One difference is a matter of degree. So far as we know, there's been no burglary here and no plots to blow up the facilities of this or that imagined adversary group, no band of "plumbers" organized as a stealth force, no presidentially condoned "dirty tricks" corps, and, most importantly, no evidence of direct presidential authorization for any of this. In short, no Nixon.

That said, the targeting of real or imagined opposition groups for special treatment is something that shouldn't have happened and — it goes without saying but still needs to be said — shouldn't be allowed in the future. Of all federal agencies, the IRS is the one that has the least business of any taxpayer-funded organization to be making political distinctions between one group of taxpayers and another. It's bad enough that the agency has (understandably but still, for most of us, uncomfortably) de facto and de jure powers of investigation into our private finances. The IRS as overseer of our attitudes as well is intolerable.
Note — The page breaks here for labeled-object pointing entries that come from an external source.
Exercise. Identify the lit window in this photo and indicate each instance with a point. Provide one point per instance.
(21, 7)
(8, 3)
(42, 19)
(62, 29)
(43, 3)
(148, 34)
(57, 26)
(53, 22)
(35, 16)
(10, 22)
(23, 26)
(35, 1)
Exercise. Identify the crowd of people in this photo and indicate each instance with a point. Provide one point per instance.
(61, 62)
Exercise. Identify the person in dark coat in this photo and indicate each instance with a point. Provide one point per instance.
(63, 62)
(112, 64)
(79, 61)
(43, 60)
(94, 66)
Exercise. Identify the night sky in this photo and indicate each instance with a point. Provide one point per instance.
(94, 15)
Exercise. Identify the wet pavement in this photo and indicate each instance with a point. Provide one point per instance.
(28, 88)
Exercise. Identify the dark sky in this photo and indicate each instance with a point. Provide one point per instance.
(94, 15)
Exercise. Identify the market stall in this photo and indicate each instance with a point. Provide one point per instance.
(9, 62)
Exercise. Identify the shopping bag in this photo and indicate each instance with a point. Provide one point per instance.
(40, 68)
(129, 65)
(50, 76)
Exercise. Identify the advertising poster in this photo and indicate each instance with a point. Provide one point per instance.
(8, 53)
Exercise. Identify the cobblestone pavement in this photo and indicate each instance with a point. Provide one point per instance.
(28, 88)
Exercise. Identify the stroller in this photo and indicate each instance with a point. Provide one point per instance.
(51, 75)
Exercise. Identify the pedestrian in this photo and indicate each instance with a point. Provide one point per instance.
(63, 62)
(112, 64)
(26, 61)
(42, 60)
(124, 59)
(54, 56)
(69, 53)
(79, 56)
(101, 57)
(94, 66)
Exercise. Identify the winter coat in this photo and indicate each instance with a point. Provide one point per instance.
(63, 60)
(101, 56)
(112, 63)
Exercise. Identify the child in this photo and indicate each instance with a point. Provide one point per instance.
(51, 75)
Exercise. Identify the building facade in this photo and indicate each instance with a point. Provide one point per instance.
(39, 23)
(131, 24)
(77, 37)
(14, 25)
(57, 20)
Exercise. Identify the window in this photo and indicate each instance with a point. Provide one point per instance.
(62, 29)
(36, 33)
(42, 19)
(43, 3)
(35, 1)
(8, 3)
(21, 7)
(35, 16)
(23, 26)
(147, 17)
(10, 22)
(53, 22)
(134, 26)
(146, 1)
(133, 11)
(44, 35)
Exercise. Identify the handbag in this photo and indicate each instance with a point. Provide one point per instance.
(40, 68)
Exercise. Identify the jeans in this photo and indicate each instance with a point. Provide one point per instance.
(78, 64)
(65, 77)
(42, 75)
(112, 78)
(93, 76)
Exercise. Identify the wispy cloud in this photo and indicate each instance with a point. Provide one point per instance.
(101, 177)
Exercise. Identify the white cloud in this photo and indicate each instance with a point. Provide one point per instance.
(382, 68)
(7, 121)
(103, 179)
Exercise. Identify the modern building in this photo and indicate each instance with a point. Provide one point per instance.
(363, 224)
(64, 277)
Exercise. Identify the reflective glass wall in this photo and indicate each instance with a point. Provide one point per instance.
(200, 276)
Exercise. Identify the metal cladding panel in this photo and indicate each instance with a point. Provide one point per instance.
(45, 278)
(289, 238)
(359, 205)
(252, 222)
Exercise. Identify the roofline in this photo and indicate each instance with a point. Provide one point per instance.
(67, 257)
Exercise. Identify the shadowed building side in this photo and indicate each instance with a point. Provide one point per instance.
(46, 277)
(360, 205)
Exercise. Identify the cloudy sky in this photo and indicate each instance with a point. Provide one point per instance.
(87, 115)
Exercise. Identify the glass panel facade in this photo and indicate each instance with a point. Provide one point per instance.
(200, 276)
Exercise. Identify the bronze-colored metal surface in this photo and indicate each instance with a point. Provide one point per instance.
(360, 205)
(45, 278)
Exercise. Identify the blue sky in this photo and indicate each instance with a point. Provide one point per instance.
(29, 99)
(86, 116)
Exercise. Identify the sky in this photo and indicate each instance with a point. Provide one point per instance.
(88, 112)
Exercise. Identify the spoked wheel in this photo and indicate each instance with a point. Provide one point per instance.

And that said, we question the very rationale behind the 501(c)(4) category, the umbrella under which the apparently persecuted groups sought shelter from taxation as nonprofits and which, as we see it, gives too much leeway to many special-interest groups, left and right, who masquerade as "civic leagues, social welfare organizations, and local associations of employees." Those are the categories entitled to be tax-exempt under the congressionally approved IRS code.

But let's look at some of the hairs split regarding the code 501(c)(4) organizations: They may participate in politics "as long as these activities do not become their primary purpose." Come now. Which of the Tea Party organizations now affecting to be preyed-upon innocents can righteously and legitimately claim to be something other than primarily political?

Such groups can endorse candidates but are expected to pay taxes on any campaign spending as such. And — to continue in that anomalous vein — 501(c)(4) organizations may take part in political activity provided that activity is "not the primary activity of the organization."

Talk about fine distinctions! Confusion of this sort is ready-made, especially in the wake of the noxious Citizens United decision by the Supreme Court, to be bulldozed by the Karl Roves of the world. We — all of us, including the political activists who form these organizations — would be better off not depending on the government for a handout.

We're not saying — yet — that the 501(c)(4) category of nonprofits should be abolished. Some of the same arguments can be made for these organizations as are made for publicly financed election campaigns. But let's not let sanctimony over the recent uncovered abuses by the government obscure awareness of the equally flagrant deceits practiced by some of the alleged target groups. Here and there is sure to be a tyrannosaurus wearing sheep's clothing.